Correspondance de Voltaire/1733/Lettre 332
Mon cher ami, je suis enfin vis-à-vis ce beau portail, dans le plus vilain quartier de Paris, dans la plus vilaine maison, plus étourdi du bruit des cloches qu’un sacristain ; mais je ferai tant de bruit avec ma lyre que le bruit des cloches ne sera plus rien pour moi. Je suis malade ; je me mets en ménage ; je souffre comme un damné. Je brocante, j’achète des magots[1] et des Titien, je fais mon opéra, je fais transcrire Èriphyle et Adélaïde ; je les corrige, j’efface, j’ajoute, je barbouille, la tête me tourne.

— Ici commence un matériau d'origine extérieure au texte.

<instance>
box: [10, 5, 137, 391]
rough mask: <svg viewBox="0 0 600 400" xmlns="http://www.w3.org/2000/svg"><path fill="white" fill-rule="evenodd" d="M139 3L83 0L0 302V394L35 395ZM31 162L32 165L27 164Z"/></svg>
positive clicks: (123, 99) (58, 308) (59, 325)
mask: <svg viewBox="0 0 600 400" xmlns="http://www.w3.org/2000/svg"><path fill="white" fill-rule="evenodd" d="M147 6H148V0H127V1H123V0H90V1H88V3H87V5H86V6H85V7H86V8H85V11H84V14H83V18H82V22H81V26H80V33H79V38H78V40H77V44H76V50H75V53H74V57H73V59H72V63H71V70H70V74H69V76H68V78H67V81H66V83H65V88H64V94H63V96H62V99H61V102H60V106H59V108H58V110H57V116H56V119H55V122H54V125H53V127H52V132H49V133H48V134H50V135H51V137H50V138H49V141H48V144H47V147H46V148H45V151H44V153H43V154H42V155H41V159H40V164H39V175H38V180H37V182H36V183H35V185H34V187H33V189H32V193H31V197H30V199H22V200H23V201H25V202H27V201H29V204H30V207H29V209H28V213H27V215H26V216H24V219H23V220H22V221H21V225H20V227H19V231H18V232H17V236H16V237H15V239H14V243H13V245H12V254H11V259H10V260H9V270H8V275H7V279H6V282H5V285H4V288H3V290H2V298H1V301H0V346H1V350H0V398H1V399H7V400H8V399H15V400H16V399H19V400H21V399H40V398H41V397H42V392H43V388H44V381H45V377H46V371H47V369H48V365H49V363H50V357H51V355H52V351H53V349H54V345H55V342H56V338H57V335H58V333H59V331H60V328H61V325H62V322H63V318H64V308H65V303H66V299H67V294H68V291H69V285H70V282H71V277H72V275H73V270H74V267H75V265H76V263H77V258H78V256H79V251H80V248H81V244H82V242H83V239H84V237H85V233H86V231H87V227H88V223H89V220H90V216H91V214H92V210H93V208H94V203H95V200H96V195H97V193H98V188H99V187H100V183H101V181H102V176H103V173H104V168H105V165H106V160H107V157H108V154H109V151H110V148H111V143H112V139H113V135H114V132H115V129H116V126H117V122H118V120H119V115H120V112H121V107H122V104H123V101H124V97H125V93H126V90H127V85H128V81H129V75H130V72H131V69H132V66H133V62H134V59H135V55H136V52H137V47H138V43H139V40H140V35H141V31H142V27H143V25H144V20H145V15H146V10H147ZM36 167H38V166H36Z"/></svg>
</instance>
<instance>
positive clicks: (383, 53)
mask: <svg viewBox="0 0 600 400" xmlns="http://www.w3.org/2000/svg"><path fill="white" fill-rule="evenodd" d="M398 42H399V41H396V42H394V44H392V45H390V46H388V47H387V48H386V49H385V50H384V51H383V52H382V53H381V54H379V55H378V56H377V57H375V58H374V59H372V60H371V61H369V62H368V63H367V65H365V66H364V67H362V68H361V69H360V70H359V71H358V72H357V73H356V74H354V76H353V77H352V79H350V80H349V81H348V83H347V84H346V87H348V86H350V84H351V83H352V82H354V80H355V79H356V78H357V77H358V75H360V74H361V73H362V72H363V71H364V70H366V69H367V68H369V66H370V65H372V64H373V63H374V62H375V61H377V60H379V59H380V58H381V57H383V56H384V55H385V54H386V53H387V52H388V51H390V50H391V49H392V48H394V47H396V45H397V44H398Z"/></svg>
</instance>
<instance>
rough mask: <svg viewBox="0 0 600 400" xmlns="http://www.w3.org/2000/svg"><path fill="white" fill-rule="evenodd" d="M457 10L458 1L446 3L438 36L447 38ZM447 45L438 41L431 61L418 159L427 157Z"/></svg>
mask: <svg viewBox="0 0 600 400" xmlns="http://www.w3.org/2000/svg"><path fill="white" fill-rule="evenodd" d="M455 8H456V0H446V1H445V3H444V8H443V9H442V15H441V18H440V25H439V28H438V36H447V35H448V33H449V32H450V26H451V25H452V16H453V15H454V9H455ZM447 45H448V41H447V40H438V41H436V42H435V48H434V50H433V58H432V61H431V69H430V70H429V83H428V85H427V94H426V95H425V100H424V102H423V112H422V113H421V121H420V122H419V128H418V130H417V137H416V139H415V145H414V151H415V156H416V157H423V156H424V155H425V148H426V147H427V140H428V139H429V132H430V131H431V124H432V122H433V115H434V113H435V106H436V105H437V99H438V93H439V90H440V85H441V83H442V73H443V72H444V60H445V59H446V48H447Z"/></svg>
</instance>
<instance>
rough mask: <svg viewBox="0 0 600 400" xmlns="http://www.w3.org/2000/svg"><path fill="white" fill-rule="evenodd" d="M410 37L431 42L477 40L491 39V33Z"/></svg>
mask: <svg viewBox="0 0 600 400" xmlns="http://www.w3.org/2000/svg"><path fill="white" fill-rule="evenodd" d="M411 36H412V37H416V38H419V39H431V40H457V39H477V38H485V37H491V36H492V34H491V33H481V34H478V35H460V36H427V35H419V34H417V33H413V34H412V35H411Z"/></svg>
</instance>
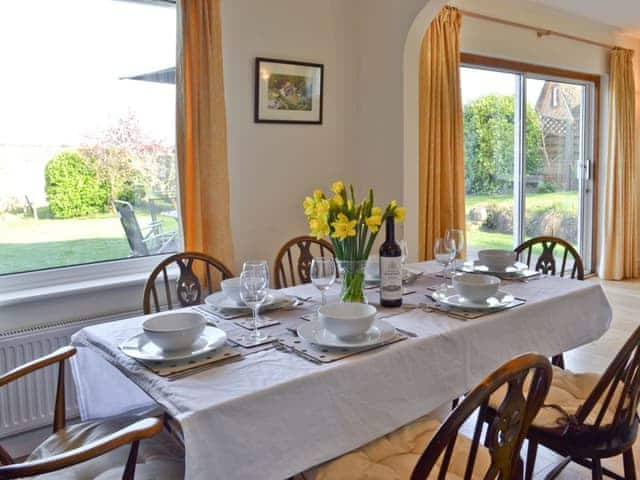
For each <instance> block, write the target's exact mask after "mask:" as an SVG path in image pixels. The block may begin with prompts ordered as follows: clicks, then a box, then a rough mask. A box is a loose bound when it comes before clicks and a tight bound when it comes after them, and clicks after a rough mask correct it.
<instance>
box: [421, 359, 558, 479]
mask: <svg viewBox="0 0 640 480" xmlns="http://www.w3.org/2000/svg"><path fill="white" fill-rule="evenodd" d="M528 375H531V382H529V381H527V382H525V378H527V376H528ZM551 377H552V371H551V364H550V363H549V360H547V359H546V358H545V357H543V356H541V355H537V354H533V353H529V354H526V355H522V356H520V357H518V358H515V359H513V360H511V361H509V362H507V363H506V364H504V365H503V366H502V367H500V368H498V369H497V370H496V371H495V372H493V373H492V374H490V375H489V376H488V377H487V378H485V379H484V380H483V381H482V382H480V384H479V385H478V386H477V387H476V388H474V389H473V390H472V391H471V392H470V393H469V394H468V395H467V396H466V397H465V399H464V400H463V401H462V402H461V403H460V405H458V407H457V408H456V409H455V410H454V411H453V412H451V413H450V414H449V416H448V417H447V419H446V420H445V421H444V423H443V424H442V425H441V426H440V428H439V429H438V431H437V432H436V434H435V435H434V437H433V439H432V440H431V442H430V443H429V445H428V446H427V449H426V450H425V451H424V453H423V454H422V456H421V457H420V460H418V463H417V464H416V466H415V468H414V470H413V473H412V475H411V480H425V479H426V478H427V477H429V478H431V476H430V474H431V475H433V474H434V473H435V472H434V467H437V462H438V459H440V458H441V459H442V461H441V462H440V467H439V468H440V473H439V476H438V478H445V474H446V472H447V470H448V468H449V464H450V461H451V457H452V454H453V449H454V447H455V442H456V439H457V437H458V431H459V429H460V427H461V426H462V425H463V424H464V422H465V421H466V420H467V419H468V418H469V417H470V416H471V415H472V414H473V413H474V412H476V411H477V412H478V419H477V421H476V424H475V430H474V434H473V438H472V439H471V446H470V448H469V456H468V458H467V463H466V466H465V470H466V471H465V475H464V478H465V479H468V478H471V473H472V472H473V471H474V468H475V467H476V460H477V454H478V449H479V448H480V437H481V434H482V430H483V424H484V423H485V422H486V421H487V420H489V427H488V430H487V433H486V435H487V438H486V440H485V445H486V446H487V448H488V449H489V454H490V457H491V463H490V466H489V468H488V470H487V472H479V474H480V475H481V476H484V478H485V479H486V480H491V479H494V478H499V479H504V480H507V479H511V478H518V476H519V472H520V468H521V462H520V447H521V446H522V442H523V441H524V439H525V437H526V434H527V431H528V429H529V426H530V425H531V422H532V421H533V419H534V418H535V416H536V415H537V413H538V410H539V409H540V407H541V406H542V403H543V401H544V399H545V397H546V395H547V392H548V391H549V386H550V385H551ZM504 385H507V393H506V395H505V397H504V400H503V401H502V404H501V405H500V406H499V407H498V409H497V411H496V412H495V414H494V415H493V416H491V417H489V416H488V402H489V398H490V397H491V394H492V393H494V392H495V391H496V390H498V389H499V388H500V387H502V386H504ZM527 385H528V386H529V388H528V390H527V389H526V386H527ZM525 390H527V391H525ZM434 478H435V475H434Z"/></svg>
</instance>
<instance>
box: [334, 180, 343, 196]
mask: <svg viewBox="0 0 640 480" xmlns="http://www.w3.org/2000/svg"><path fill="white" fill-rule="evenodd" d="M331 191H332V192H333V193H335V194H336V195H340V194H341V193H342V192H344V183H342V182H341V181H337V182H334V183H333V185H331Z"/></svg>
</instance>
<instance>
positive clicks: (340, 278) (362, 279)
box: [338, 260, 367, 303]
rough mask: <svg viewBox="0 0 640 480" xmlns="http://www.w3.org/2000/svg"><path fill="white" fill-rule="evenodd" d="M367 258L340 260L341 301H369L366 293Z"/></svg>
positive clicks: (342, 301)
mask: <svg viewBox="0 0 640 480" xmlns="http://www.w3.org/2000/svg"><path fill="white" fill-rule="evenodd" d="M366 265H367V261H366V260H338V268H339V269H340V281H341V282H342V289H341V291H340V301H341V302H342V303H367V297H365V295H364V269H365V266H366Z"/></svg>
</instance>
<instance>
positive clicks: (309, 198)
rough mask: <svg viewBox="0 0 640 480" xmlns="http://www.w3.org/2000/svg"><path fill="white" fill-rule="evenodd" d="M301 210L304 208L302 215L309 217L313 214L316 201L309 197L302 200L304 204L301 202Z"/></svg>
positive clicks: (313, 214)
mask: <svg viewBox="0 0 640 480" xmlns="http://www.w3.org/2000/svg"><path fill="white" fill-rule="evenodd" d="M302 208H304V214H305V215H306V216H307V217H310V216H312V215H314V214H315V211H316V201H315V200H314V199H313V198H311V197H307V198H305V199H304V202H302Z"/></svg>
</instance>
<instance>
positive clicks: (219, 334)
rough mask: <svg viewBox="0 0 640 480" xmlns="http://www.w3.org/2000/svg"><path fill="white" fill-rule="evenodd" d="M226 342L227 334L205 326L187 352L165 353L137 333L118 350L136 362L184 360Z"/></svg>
mask: <svg viewBox="0 0 640 480" xmlns="http://www.w3.org/2000/svg"><path fill="white" fill-rule="evenodd" d="M226 341H227V334H226V333H225V332H224V331H223V330H220V329H219V328H216V327H212V326H210V325H207V326H206V327H204V331H203V332H202V335H200V338H199V339H198V340H196V343H194V344H193V345H192V346H191V348H189V349H187V350H178V351H175V352H165V351H163V350H161V349H160V347H158V346H157V345H156V344H155V343H153V342H152V341H151V340H149V338H148V337H147V335H146V334H145V333H144V332H143V333H139V334H138V335H135V336H133V337H131V338H130V339H129V340H127V341H126V342H123V343H121V344H120V350H122V352H123V353H125V354H126V355H128V356H130V357H131V358H135V359H136V360H154V361H168V360H184V359H186V358H191V357H196V356H198V355H202V354H204V353H208V352H210V351H212V350H215V349H216V348H219V347H221V346H222V345H224V343H225V342H226Z"/></svg>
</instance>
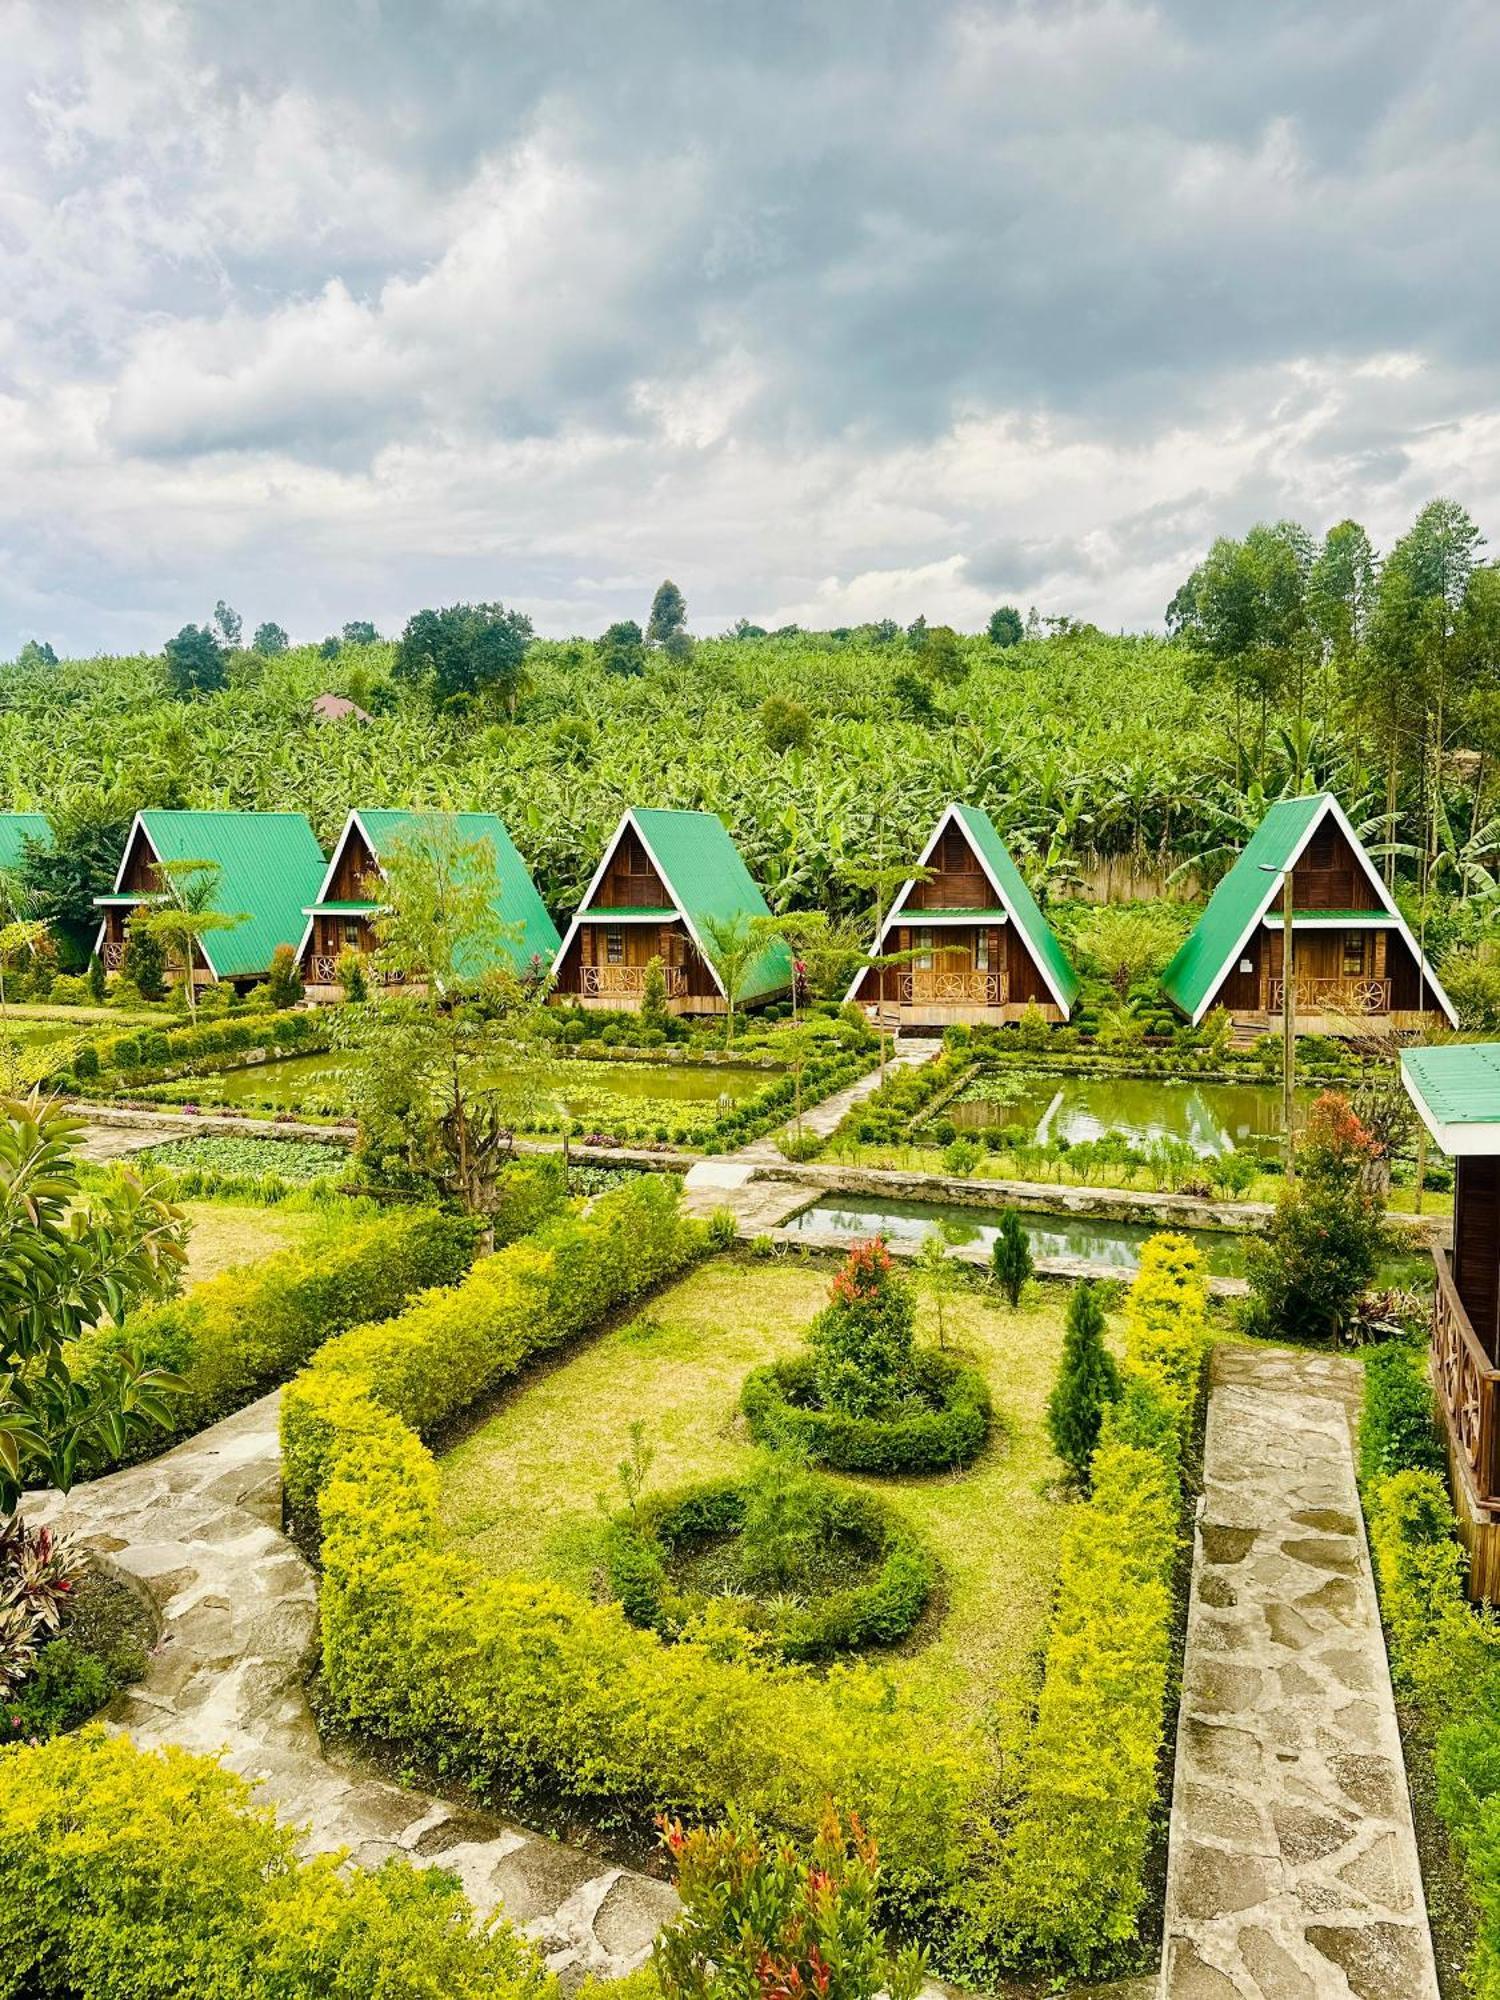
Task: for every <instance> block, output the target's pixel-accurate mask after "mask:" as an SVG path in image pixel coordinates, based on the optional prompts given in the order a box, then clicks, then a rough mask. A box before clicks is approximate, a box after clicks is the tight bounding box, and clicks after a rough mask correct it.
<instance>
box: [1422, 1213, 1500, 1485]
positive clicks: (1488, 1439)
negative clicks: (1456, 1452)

Il faut que je vienne goûter avec vous les plaisirs que donnent les belles-lettres, la tranquillité, et l’amitié. Formont est allé porter sa philosophique paresse chez Mme Moras. Il y a mille ans que je ne l’ai vu ; il me consolait, car il me parlait de vous. Adieu ; je souffre trop pour écrire.
- ↑ C’est-à-dire des tableaux de l’école flamande. On connaît ce mot de Louis XIV, au sujet des tableaux de Téniers : « Otez-moi ces magots. » (Cl.)